In August of 2017, the body of 27-year-old Army Staff Sgt. Aaron Butler returned home to Monticello. He was a Green Beret with the U.S. Army Special Forces and was killed in Afghanistan.

His funeral was an event in Monticello, where everybody seems to know everybody — and where Butler grew up to be a four-time state wrestling champion.

On Saturday, the run and ceremony were hosted to remember and honor him. His mother said the family does it all the time anyway.

“We have our little shrine to Aaron, and we have our moments,” said Laura Butler. “We talk about him, refer to him, tell the funny stories.”

However, to have so many people in the community still thinking about her son and his sacrifice, that’s really special to the family.

“We appreciate it and the community,” said Laura Butler with tears in her eyes, “always reaches out.”

The run wasn’t just about Butler, though. Pictures of others who died serving our country lined the running routes to inspire runners to keep going and not give up. Those are words Butler lived by.

“He was a very special person. He was a special warfighter. He was a special friend and teammate,” said Dan Nelson.

Nelson was injured in the same explosion that killed Butler. Not only were they friends, but Nelson was also Butler’s commanding officer. He said he still feels the burden of Butler not coming home alive.

“I guess I’m supposed to, right?” said Nelson. “My hope is instead of letting it destroy me, I’m hoping to do something positive in Aaron’s memory.”

So, Nelson started the Aaron Butler Memorial Foundation. It’s the foundation that organized this event for Aaron and all those soldiers in the pictures.

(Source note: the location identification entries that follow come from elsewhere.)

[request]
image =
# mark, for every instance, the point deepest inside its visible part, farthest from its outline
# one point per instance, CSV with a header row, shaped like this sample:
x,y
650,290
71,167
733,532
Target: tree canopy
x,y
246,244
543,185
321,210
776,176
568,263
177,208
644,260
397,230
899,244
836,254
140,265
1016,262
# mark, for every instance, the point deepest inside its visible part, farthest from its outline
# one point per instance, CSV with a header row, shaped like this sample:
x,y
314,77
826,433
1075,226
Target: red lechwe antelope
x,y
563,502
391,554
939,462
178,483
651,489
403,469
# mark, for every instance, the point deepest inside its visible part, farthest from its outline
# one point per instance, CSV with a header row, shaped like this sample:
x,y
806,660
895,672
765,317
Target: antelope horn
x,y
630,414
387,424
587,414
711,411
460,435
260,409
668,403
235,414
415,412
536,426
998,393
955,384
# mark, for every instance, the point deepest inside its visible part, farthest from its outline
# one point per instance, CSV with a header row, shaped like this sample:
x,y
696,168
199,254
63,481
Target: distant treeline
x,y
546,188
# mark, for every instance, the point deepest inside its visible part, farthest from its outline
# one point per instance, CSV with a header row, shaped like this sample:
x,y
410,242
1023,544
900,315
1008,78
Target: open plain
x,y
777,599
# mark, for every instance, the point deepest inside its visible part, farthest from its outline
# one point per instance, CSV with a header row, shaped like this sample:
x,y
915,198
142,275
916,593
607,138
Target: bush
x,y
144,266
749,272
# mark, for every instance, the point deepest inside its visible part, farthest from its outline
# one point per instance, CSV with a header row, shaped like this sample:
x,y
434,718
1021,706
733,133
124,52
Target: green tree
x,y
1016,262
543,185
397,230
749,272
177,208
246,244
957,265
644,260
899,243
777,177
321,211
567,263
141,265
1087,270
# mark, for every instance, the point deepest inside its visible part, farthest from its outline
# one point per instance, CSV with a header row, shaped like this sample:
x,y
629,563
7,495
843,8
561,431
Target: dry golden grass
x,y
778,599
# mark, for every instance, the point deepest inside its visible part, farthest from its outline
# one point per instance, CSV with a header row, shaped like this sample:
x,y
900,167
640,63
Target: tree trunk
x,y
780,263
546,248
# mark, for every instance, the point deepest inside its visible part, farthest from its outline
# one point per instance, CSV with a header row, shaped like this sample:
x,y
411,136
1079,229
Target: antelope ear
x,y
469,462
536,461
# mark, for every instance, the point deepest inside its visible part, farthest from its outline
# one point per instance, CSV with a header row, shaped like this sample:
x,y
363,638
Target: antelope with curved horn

This is the fourth time the foundation has held a running event, but it’s usually held in Boise where Nelson lives.

This year, for the first time, the foundation decided to hold it in Monticello.

“We wanted to bring this event to Monticello and honor the village that raised us,” said Adam Butler, who is Aaron Butler’s brother and on the board of directors for the foundation. “They say it takes a village, and we were lucky. We got a good one.”

It’s this village where, even five years later, people are truly remembering one of their own.

“He is not forgotten here,” said Laura Butler. “Everyone still knows him, and we appreciate it more than they know.”